My case list, like those of youth workers across the small former mill towns clustered between Manchester and the Pennines, contains girls damaged almost beyond repair by sexual exploitation. The reach of their predators, or men very like them, is known from as far north as Lancaster down to Liverpool.
I met my first "abused by many" child more than five years ago, just after I was moved into the area. She was 14 and on the couch in her care home, having refused to attend her appointment at my office, full of angry street bravado, that hardened gloss that masks, to herself and others, her deep vulnerability.
I listened as she eventually told me that the one good thing in her chaotic life was her new boyfriend, whom she had recently met, having moved into the area only a few weeks previously. She confided that he bought her presents, including her latest mobile phone, which she displayed with enthusiasm. On being asked how she had met him she told me she was introduced to him by a girl she had met on moving into this, her latest children's home.
She admitted the boyfriend supplied her and her newly acquired friends with alcohol and cannabis at parties, calling her on her new phone. So when he suggested that if she really loved him, really wanted to make him happy, she would sleep with his brother, his cousin, his uncle, his friend, she agreed. Again and again. The vodka and drugs she saw as a reward, not a necessity to numb her mind and her young body, although I was sure that would come later.
This was a young girl, a child taken into local authority care after being abused from an early age by the boyfriends of her drug-dependent mother. This, for her, was how loving relationships worked.
Unfortunately, conversations with colleagues proved she wasn't an isolated case. This was almost par for the course for area's looked-after children.
I took her case to my manager, to the manager of her care home and to Children's Social Care.
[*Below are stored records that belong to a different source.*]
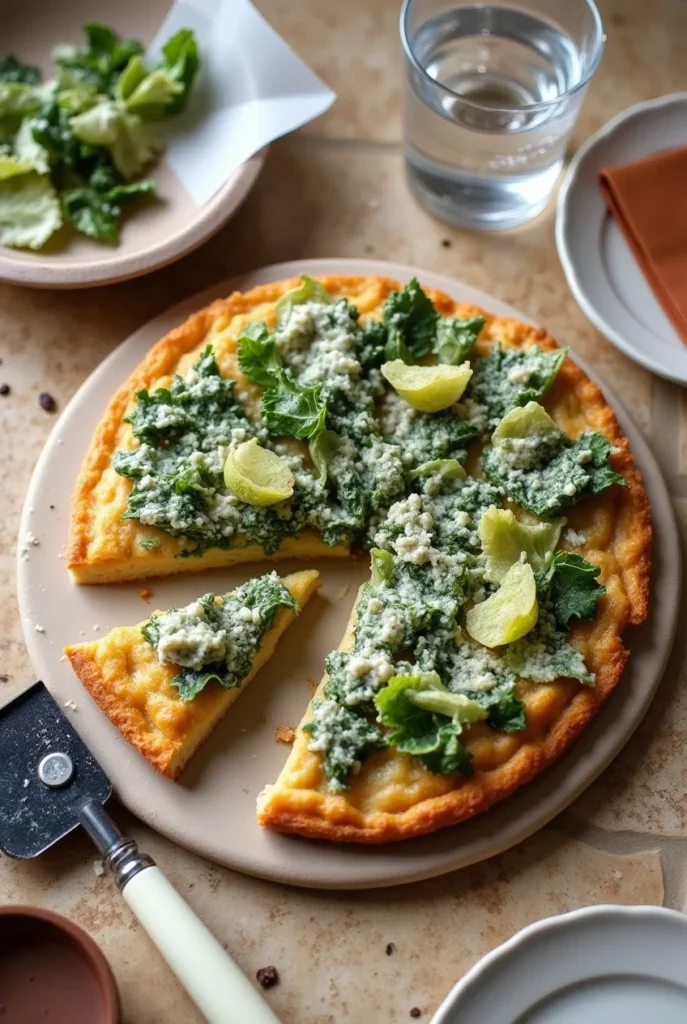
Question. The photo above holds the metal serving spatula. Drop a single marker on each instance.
(50, 783)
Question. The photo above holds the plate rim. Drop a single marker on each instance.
(413, 864)
(561, 227)
(114, 268)
(557, 923)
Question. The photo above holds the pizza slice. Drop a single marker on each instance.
(488, 636)
(167, 682)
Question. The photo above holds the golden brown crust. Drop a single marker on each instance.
(617, 526)
(393, 797)
(135, 691)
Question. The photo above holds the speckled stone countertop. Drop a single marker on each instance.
(336, 188)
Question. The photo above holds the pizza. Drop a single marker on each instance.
(466, 456)
(167, 682)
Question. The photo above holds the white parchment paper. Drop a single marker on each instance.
(251, 89)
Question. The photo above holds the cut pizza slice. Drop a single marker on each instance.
(167, 682)
(397, 769)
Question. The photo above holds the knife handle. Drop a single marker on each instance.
(215, 983)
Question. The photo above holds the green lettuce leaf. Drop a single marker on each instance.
(100, 60)
(258, 357)
(153, 94)
(12, 70)
(426, 720)
(30, 211)
(97, 213)
(125, 134)
(411, 322)
(28, 151)
(17, 100)
(456, 338)
(570, 585)
(10, 166)
(343, 737)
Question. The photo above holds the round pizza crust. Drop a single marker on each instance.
(211, 810)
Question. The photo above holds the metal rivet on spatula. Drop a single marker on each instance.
(55, 769)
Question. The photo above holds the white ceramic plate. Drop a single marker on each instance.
(600, 267)
(158, 232)
(603, 965)
(212, 808)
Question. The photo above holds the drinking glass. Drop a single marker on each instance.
(491, 93)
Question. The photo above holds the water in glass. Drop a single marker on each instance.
(488, 110)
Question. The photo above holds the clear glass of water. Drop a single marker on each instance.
(491, 94)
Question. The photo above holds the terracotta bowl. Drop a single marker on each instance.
(52, 970)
The police, I was told, were aware of her situation. The residential social workers confirmed that when she absconded, they could only report her as missing and their duty of care was to inform the local police, but given the restrictions that applied to looked-after children they were unable to do anything more.
They were not allowed to lock her in at night and could not even demonstrate their affection for her, as hugging is not allowed. She decamped at night to be with the only people she trusted: the men who were trafficking and abusing her.
The police had on more than one occasion had to carry her back to the home in the early hours of the morning, incapacitated with drink. But "our hands are tied", I was told, until the police decided to take more action, or until the girl could be persuaded to press charges – against her "boyfriend".
After a couple of months of frustrating appointments during which she would scream and swear at me for even suggesting her new friends and boyfriend may not have her best interests at heart, she was moved on – back to the "care" of her mother, I was told. Just one more move in her pillar-to-post existence.
The police, in the meantime, were speaking to local imams, but to what end I was unable to determine. Even now, years on, I cannot shake the feeling that someone, somewhere decided children like her were a reasonable sacrifice to make for peaceful community relations.